La Corte EDU coglie quindi l’occasione per ribadire che, nel riesaminare a norma dell’articolo 10 della Convenzione le decisioni dei tribunali nazionali, occorre accertare che le autorità nazionali abbiano applicato norme conformi ai principi incorporati nella norma testé richiamata e che si siano basate su una valutazione accettabile dei fatti pertinenti. A tal fine, devono essere presi in considerazione i seguenti elementi: la posizione del richiedente e della persona contro la quale sono state dirette le critiche, il contesto e l’oggetto della dichiarazione contestata, la sua caratterizzazione da parte dei tribunali nazionali e la sanzione imposta.

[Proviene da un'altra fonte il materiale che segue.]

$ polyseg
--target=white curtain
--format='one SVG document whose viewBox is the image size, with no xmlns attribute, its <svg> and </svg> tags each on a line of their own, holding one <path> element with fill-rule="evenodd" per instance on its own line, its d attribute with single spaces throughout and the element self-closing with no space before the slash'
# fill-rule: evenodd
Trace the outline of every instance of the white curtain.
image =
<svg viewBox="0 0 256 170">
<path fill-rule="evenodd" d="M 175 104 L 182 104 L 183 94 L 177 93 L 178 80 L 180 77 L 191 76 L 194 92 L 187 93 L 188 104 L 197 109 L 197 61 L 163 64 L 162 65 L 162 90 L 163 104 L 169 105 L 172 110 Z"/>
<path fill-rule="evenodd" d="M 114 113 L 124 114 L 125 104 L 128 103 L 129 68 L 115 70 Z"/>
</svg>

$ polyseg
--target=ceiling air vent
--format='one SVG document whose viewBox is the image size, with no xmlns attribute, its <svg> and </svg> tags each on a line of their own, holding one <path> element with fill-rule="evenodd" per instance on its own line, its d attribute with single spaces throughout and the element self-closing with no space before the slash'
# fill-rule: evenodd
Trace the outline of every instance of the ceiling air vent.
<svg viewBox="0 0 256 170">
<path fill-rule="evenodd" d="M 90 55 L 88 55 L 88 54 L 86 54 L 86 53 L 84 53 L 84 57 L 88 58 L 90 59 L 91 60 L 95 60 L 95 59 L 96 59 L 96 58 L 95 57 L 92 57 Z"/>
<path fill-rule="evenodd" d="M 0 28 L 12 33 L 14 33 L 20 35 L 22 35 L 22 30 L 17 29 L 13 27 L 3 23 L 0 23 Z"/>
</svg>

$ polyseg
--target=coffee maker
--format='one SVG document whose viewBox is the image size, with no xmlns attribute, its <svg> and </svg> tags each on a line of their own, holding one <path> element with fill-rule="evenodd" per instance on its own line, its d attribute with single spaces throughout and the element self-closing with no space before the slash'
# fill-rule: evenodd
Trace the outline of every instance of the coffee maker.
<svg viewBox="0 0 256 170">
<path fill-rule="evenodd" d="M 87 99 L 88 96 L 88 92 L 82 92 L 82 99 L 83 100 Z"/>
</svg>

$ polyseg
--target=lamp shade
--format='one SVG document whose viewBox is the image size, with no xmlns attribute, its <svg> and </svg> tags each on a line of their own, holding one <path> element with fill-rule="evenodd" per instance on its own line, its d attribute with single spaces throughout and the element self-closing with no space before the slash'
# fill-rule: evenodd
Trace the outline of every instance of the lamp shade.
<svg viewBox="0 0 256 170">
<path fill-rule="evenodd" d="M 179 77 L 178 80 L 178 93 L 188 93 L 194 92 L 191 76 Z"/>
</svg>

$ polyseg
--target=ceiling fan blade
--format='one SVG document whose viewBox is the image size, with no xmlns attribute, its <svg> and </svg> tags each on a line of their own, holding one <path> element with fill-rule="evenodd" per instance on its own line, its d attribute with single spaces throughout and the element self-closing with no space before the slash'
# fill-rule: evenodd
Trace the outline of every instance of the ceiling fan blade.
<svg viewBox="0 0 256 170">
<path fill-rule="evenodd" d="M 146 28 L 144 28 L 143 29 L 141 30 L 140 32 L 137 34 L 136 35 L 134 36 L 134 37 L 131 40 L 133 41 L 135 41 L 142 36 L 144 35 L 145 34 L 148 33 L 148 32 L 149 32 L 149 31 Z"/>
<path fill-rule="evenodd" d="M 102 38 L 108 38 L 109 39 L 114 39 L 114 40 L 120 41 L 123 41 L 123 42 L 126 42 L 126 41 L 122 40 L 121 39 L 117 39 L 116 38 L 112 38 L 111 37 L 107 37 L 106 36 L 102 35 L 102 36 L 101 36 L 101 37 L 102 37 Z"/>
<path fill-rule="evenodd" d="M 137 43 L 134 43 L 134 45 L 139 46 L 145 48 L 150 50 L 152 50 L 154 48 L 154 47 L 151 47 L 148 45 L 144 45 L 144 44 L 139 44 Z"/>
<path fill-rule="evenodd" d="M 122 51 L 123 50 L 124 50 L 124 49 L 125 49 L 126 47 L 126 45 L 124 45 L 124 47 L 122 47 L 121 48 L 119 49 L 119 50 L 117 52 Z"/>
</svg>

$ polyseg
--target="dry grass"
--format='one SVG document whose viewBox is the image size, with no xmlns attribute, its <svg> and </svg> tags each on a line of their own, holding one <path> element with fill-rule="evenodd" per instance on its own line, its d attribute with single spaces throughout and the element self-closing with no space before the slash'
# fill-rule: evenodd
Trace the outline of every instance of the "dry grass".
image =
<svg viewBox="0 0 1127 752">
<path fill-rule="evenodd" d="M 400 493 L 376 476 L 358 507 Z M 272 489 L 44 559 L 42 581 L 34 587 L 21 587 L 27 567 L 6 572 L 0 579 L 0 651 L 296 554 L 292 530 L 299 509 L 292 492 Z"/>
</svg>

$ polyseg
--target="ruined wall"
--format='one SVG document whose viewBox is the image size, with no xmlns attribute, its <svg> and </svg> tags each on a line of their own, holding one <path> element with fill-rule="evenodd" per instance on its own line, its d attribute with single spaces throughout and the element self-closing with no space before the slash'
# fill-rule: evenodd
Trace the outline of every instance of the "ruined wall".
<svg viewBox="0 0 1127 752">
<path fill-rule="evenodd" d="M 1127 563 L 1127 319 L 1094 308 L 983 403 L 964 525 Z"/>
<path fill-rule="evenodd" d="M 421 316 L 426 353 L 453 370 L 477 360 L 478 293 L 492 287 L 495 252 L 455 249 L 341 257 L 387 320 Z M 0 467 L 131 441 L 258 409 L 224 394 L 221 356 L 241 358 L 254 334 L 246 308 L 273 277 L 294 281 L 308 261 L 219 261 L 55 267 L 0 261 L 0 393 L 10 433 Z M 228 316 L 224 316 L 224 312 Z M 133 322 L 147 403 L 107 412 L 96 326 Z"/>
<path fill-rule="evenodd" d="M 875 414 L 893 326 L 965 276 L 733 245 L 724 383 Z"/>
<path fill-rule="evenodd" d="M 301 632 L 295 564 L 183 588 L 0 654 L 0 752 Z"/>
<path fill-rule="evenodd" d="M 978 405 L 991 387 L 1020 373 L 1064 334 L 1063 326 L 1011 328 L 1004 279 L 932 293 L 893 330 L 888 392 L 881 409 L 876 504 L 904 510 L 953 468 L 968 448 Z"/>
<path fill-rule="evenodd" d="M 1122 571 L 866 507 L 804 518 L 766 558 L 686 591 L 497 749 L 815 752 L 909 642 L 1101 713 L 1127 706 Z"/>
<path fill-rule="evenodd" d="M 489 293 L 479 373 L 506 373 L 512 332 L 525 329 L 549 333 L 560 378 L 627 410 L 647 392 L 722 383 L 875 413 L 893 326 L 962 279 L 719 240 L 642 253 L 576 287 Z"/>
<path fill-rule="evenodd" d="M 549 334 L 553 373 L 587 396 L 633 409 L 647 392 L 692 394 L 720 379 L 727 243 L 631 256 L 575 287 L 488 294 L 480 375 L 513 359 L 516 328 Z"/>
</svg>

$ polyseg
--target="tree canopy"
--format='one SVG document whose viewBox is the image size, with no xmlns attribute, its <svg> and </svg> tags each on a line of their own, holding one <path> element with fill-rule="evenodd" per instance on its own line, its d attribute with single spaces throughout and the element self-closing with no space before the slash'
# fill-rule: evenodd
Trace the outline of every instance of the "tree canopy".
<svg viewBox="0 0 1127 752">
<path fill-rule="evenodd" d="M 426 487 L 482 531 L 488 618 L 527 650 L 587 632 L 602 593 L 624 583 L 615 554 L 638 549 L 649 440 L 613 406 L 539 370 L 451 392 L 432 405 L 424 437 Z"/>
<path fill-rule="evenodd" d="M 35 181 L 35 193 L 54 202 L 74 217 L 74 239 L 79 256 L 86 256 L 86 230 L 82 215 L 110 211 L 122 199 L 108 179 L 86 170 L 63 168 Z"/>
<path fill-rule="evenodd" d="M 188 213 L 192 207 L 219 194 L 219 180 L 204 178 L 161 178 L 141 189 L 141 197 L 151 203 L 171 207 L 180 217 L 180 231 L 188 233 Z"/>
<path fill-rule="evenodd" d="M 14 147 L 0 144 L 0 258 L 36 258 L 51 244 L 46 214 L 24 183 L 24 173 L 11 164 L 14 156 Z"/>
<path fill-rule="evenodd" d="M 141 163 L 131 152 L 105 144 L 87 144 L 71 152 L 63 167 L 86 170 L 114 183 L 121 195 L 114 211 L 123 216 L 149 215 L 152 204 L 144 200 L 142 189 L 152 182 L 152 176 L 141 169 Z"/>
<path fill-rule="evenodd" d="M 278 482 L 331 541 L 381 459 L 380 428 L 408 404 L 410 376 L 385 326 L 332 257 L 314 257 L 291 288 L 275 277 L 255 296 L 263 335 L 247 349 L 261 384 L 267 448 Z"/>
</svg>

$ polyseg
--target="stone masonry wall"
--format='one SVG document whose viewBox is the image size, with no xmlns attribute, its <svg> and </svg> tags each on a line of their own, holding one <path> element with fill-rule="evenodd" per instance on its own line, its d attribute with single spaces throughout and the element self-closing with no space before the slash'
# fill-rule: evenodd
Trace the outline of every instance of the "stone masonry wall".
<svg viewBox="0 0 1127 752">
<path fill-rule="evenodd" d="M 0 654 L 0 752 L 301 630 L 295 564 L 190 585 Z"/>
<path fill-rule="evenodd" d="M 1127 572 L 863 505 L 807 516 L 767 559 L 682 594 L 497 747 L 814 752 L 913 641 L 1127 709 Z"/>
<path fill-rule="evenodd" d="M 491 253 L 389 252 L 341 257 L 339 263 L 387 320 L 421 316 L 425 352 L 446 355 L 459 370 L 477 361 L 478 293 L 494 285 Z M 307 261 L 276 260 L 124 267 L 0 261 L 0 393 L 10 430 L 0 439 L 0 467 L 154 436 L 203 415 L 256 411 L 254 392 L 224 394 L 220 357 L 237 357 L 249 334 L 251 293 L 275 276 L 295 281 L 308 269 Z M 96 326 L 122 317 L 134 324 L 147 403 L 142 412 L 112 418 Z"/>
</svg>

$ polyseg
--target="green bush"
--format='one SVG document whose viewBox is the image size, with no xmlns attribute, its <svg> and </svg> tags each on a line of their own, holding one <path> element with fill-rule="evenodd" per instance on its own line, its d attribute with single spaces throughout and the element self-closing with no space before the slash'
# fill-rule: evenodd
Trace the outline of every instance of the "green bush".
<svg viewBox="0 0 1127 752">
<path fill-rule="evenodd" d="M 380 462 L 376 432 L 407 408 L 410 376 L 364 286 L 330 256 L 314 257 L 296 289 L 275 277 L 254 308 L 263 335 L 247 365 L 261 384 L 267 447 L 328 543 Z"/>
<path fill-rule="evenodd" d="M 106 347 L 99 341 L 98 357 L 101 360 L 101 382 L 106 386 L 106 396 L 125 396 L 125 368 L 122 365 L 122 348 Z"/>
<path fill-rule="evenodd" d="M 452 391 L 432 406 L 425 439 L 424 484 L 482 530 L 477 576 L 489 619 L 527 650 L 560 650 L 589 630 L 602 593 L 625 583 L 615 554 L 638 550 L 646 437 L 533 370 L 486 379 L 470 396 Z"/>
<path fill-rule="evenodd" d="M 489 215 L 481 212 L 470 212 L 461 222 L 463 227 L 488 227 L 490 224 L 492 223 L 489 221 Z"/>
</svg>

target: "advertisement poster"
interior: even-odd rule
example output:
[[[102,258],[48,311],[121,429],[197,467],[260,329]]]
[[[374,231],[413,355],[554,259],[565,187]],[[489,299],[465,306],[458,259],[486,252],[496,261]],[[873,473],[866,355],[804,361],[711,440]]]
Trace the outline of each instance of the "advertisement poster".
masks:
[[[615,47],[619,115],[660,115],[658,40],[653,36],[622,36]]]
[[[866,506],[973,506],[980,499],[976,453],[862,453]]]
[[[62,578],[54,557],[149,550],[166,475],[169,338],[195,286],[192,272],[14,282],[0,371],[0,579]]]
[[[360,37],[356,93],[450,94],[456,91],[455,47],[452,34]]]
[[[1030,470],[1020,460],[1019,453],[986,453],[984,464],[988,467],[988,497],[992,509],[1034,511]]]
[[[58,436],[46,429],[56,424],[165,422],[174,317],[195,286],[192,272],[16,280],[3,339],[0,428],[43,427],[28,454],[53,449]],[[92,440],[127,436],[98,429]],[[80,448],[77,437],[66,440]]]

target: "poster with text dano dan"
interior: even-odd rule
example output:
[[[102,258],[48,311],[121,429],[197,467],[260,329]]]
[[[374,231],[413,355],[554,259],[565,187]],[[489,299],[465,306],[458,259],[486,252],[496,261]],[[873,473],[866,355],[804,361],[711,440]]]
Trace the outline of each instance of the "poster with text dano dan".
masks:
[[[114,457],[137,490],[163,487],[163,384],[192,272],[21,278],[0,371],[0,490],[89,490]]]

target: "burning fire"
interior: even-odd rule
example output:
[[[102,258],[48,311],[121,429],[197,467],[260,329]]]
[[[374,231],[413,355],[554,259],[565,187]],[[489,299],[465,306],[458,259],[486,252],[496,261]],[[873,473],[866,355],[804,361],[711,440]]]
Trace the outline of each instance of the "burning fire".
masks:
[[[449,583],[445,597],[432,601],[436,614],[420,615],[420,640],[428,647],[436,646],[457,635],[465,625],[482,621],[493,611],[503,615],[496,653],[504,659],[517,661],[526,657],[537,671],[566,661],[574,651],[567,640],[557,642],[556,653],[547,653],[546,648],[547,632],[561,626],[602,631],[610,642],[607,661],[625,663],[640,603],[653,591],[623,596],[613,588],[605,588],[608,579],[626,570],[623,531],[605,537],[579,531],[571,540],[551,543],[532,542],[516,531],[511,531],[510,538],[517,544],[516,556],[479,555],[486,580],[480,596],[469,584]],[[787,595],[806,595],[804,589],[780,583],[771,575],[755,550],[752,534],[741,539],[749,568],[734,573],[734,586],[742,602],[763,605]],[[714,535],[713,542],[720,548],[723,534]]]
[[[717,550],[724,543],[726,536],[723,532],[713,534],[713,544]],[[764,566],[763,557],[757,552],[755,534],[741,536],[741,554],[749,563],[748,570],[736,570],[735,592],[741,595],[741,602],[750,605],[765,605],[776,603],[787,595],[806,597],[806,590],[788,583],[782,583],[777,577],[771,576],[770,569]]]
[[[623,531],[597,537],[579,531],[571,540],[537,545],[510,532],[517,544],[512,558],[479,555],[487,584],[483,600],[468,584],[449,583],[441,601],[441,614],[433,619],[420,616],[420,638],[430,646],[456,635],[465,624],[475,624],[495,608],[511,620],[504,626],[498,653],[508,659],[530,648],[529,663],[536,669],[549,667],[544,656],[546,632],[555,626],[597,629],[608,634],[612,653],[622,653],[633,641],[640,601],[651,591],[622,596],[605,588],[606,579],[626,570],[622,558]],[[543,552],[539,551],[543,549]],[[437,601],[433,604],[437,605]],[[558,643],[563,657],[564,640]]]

Facendo applicazione di tali parametri, i giudici di Strasburgo hanno ritenuto che i tribunali non avessero deciso in senso conforme ai principi sanciti dall’articolo 10 della Convenzione. Innanzitutto, per quanto riguarda la posizione del richiedente, la Corte ha affermato che la garanzia della libertà di espressione assume una peculiare importanza soprattutto per i rappresentanti eletti dal popolo; di conseguenza, l’interferenza con la libertà di espressione di un membro dell’opposizione parlamentare, come il richiedente, avrebbe necessitato di un controllo più attento. Diversamente, i giudici di Strasburgo puntualizzano che il Sig. Volodin era stato anch’esso un membro del parlamento, ma eletto dal partito di governo e, anche in ragione della sua carriera politica, avrebbe dovuto dimostrare un maggior grado di tolleranza e accettare limiti più ampi di critica. A ciò si aggiunga che le affermazioni del ricorrente avrebbero costituito una dichiarazione di responsabilità politica collettiva piuttosto che un’accusa, rivolta al suo avversario, di specifici reati; inoltre, come forma di espressione politica, l’esternazione del ricorrente avrebbe dovuto godere di un livello più elevato di protezione ai sensi dell’articolo 10 della Convenzione, poiché devono sussistere ragioni molto forti per giustificare restrizioni ad un discorso politico, pur se controverso o virulento. Infine, la Corte ha ritenuto che la sanzione inflitta al ricorrente fosse irragionevolmente eccessiva, in alcun modo proporzionale al pregiudizio arrecato dalle sue dichiarazioni. Per questi motivi, i giudici hanno constatato la violazione della libertà di espressione e, per conseguenza, condannato lo Stato convenuto al pagamento di una somma a titolo di risarcimento del danno in favore del richiedente. Infine, con opinione dissenziente, tre giudici hanno espresso la loro contrarietà alla decisione assunta dalla maggioranza, contestando l’esito dell’operazione di bilanciamento che, nel caso di cui si tratta, la Corte ha compiuto nel conflitto tra il diritto alla libertà di espressione di cui all’articolo 10 e il diritto alla protezione della vita privata di cui all’art. 8 della Convenzione.